Along the lines of a second theory, detectives have also not ruled out a possible intense reaction to extreme continuing needle pain, and the systemic shock likely to result, as factors in the fatality. However, earlier today, this reporter interviewed a Miss Gertrude Gilvray, an adult performer who dances locally under the stage name of Ms. Delores Delightfull, Denver’s Delectable Decorated Double-D Diva!, who dismissed such causation. “Honey, I am tattooed all over, including places it was hard to put a needle! And most of my ink was done in just a few day-long sessions, “ Ms. Delightfull cooed, “ I’ve had worse pain from a mammogram!”
Still others speculate that it may have in fact been mere fright that brought about the demise of the inked innocent.

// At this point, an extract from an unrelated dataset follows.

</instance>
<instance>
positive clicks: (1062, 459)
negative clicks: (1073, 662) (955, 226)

At the moment of seeing his new dermal decorations, he may have flashed forward to the excruciatingly embarrassing moment he would undoubtedly endure upon doffing his golf shirt in the men’s locker room, before the gaping, staring, disapproving eyes of the senior members of the elite and crushingly conservative Shady Lakes & Acres Country Club. Or worse yet, he might have envisioned his future ostracism at the upcoming lakeside Adult Rebirthing & Baptismal Dunking of congregants of The Most Holy Second Testament of the Pentecost Evangelical Communion of Righteous Souls.
The exact identity of the unfortunate is being withheld by police, pending notification of all of his previous evening’s drinking buddies.